OpenGATE / Gate

Official public repository of Gate
http://www.opengatecollaboration.org
GNU Lesser General Public License v3.0
236 stars 263 forks source link

Memory leak in KillActor #257

Closed MrTzschr closed 5 years ago

MrTzschr commented 5 years ago

Hi,

the KillActor seems to have a memory leak. I wanted to use the actor to stop the tracking of the back-to-back photons in the detector (cylindricalPET) but at some point in time the simulations on a cluster stop due the high memory demand. In a very simple test using vGATE this seems to increase by 1-2 Mb per second.

Best, Moritz

djboersma commented 5 years ago

Hi @MrTzschr / Moritz, Thanks for the report. Could you add the macro of your very simple test here, so that we can try to reproduce your findings? Thanks!

MrTzschr commented 5 years ago

Thank your for response @djboersma. Here is the macro. I disabled the output but it does not matter if root is enabled or not.

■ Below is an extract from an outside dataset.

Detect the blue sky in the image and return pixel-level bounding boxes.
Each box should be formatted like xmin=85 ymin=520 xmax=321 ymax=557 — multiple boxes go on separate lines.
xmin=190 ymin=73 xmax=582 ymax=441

===================================

/gate/geometry/setMaterialDatabase GateMaterials.db

/gate/world/geometry/setXLength 150. cm /gate/world/geometry/setYLength 150. cm /gate/world/geometry/setZLength 150. cm /gate/world/setMaterial Vacuum

/gate/world/daughters/name cylindricalPET /gate/world/daughters/insert cylinder /gate/cylindricalPET/setMaterial Vacuum /gate/cylindricalPET/geometry/setRmax 500. mm /gate/cylindricalPET/geometry/setRmin 360. mm /gate/cylindricalPET/geometry/setHeight 230. mm

/gate/cylindricalPET/daughters/name rsector /gate/cylindricalPET/daughters/insert box /gate/rsector/setMaterial Vacuum /gate/rsector/geometry/setXLength 36. mm /gate/rsector/geometry/setYLength 94.2704 mm /gate/rsector/geometry/setZLength 179.375 mm /gate/rsector/placement/setTranslation 469.7 0. 0. mm

/gate/rsector/daughters/name crystal /gate/rsector/daughters/insert box /gate/crystal/setMaterial LYSO /gate/crystal/geometry/setXLength 22. mm /gate/crystal/geometry/setYLength 4. mm /gate/crystal/geometry/setZLength 4. mm /gate/crystal/placement/setTranslation -0.7 0. 0. mm

/gate/crystal/repeaters/insert cubicArray /gate/crystal/cubicArray/setRepeatNumberX 1 /gate/crystal/cubicArray/setRepeatNumberY 23 /gate/crystal/cubicArray/setRepeatNumberZ 44 /gate/crystal/cubicArray/setRepeatVector 0. 4.0946 4.075 mm

/gate/rsector/repeaters/insert ring /gate/rsector/ring/setRepeatNumber 28

/gate/systems/cylindricalPET/rsector/attach rsector /gate/systems/cylindricalPET/crystal/attach crystal /gate/crystal/attachCrystalSD

/gate/physics/addPhysicsList emstandard_opt3

/gate/digitizer/Singles/insert adder /gate/digitizer/Singles/insert readout /gate/digitizer/Singles/readout/setDepth 1 /gate/digitizer/Singles/insert thresholder /gate/digitizer/Singles/thresholder/setThreshold 350. keV /gate/digitizer/Singles/insert upholder /gate/digitizer/Singles/upholder/setUphold 650. keV /gate/digitizer/Coincidences/setWindow 4. ns

KillActor to end tracks at entering the crystals.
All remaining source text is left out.